Ele está em seu quarto, fumando e comendo pedaços de carne de porco com farinha. Sente-se incapaz de se reerguer e se embrenhar de novo nos comércios, nas trocas incansáveis de um mundo que avança e não para. Pensa com indiferença nos lugares de espera e solidão, de dor e quietação: hospitais, clínicas psiquiátricas, asilos, prisões, casas de morrer – a sua e as de muitos outros –, onde o tempo parece seguir ritmos diferentes.
Ele vê a vida como um fluxo intenso de pessoas e coisas que estão lá fora, do outro lado da porta, do jardim, do portão, enquanto ele está dentro, olhando por minúsculas frestas nas janelas.
Está agora deitado de lado em sua cama, com dois travesseiros sob a cabeça e um entre as pernas, respirando ofegante, assustado, tentando se livrar de uma angústia no peito.
Esses três parágrafos foram sua primeira tentativa de escrever algo minimamente literário em dois anos.
Ficaram péssimos, eu sei, mas foram três parágrafos que ele escreveu com ardor, com sangue, saindo e voltando do escritório diversas vezes, abrindo e fechando a geladeira, comendo o resto do marmitex que pediu no almoço, apagando frases inteiras, reescrevendo, desistindo, voltando atrás, dizendo ‘sou capaz, preciso recomeçar.’ Só ele sabe como foi difícil.
Estou no escritório. Ele não está aqui. Está na sala catando guimbas de cigarro e recolhendo o prato onde comeu um miojo com frango desfiado ontem à noite. Come mal, parou de fazer exercícios, está sozinho. Quer voltar a fazer as coisas que ama, que sabe fazer bem, mas não está fácil.

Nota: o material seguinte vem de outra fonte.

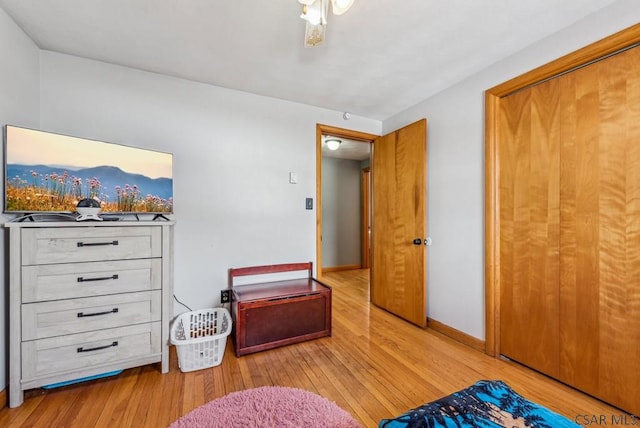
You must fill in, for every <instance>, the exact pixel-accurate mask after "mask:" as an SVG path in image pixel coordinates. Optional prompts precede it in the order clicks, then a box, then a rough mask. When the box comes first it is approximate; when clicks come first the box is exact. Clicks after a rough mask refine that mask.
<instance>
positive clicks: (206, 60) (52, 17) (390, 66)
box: [0, 0, 615, 120]
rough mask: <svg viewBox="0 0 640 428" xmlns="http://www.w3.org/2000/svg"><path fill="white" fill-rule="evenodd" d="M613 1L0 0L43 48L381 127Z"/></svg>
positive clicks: (511, 0)
mask: <svg viewBox="0 0 640 428" xmlns="http://www.w3.org/2000/svg"><path fill="white" fill-rule="evenodd" d="M614 1H615V0H484V1H482V0H396V1H392V0H355V4H354V6H353V7H352V8H351V10H349V11H348V12H347V13H346V14H344V15H341V16H334V15H332V14H330V15H329V22H328V26H327V37H326V40H325V43H324V44H322V45H320V46H318V47H315V48H304V45H303V34H304V22H303V21H302V20H301V19H300V18H299V15H300V12H301V6H300V4H299V3H298V1H297V0H226V1H223V0H0V7H2V8H3V9H4V10H5V11H6V12H7V13H8V14H9V15H10V16H11V17H12V18H13V19H14V20H15V21H16V22H17V24H18V25H19V26H20V27H21V28H22V29H23V30H24V31H25V32H26V33H27V34H28V35H29V36H30V37H31V38H32V39H33V40H34V41H35V43H36V44H37V45H38V46H39V47H40V48H42V49H46V50H51V51H56V52H62V53H66V54H71V55H77V56H81V57H86V58H91V59H95V60H99V61H104V62H108V63H113V64H120V65H124V66H128V67H133V68H137V69H141V70H146V71H151V72H156V73H162V74H167V75H171V76H177V77H182V78H185V79H189V80H194V81H198V82H205V83H210V84H213V85H218V86H223V87H227V88H232V89H238V90H241V91H247V92H252V93H255V94H261V95H266V96H270V97H276V98H281V99H285V100H290V101H295V102H300V103H304V104H309V105H314V106H318V107H324V108H328V109H332V110H337V111H346V112H350V113H352V114H355V115H359V116H364V117H367V118H371V119H377V120H384V119H386V118H388V117H390V116H392V115H394V114H396V113H399V112H400V111H402V110H404V109H406V108H408V107H411V106H413V105H415V104H417V103H418V102H420V101H422V100H424V99H426V98H428V97H429V96H431V95H433V94H435V93H437V92H439V91H441V90H442V89H444V88H446V87H448V86H451V85H452V84H455V83H456V82H459V81H461V80H463V79H464V78H465V77H467V76H469V75H472V74H474V73H476V72H478V71H479V70H482V69H483V68H486V67H487V66H489V65H490V64H492V63H495V62H496V61H499V60H500V59H502V58H505V57H507V56H509V55H511V54H513V53H515V52H517V51H519V50H521V49H523V48H524V47H526V46H528V45H530V44H532V43H534V42H535V41H537V40H539V39H541V38H544V37H545V36H547V35H549V34H551V33H554V32H556V31H558V30H560V29H562V28H564V27H567V26H568V25H570V24H572V23H573V22H575V21H578V20H579V19H581V18H582V17H584V16H586V15H588V14H590V13H592V12H594V11H596V10H598V9H600V8H603V7H605V6H606V5H608V4H609V3H613V2H614Z"/></svg>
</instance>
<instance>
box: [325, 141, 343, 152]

Ele voltou. Vai continuar a escrever.
Lá fora estão os seres viventes, os que fazem o mundo girar.
No hospital...
No hospital ficou trinta e cinco dias internado por causa de uma obstrução intestinal grave, que deu muito trabalho para os médicos e lhe mostrou o quão imprevisível é a vida.
Sonda nasogástrica, jejunostomia, dreno tubular sentinela, gastrostomia, drenagem de abscessos, prisão de ventre, lavagem intestinal, toque retal, diarreia, tonteira, desmaios, trocas de fraldas e muito mais.
Do lado de fora, as horas passavam que nem loucas desvairadas.
‘Coragem, você consegue’, diz para si, e se levanta.
Aos poucos sai do quarto, abre a porta da frente e pisa na grama do jardim.
Sai, como saiu do hospital, mas, por enquanto, não passa atravessa o portão. Amanhã, talvez, dê uma volta no quarteirão. Ou depois de amanhã.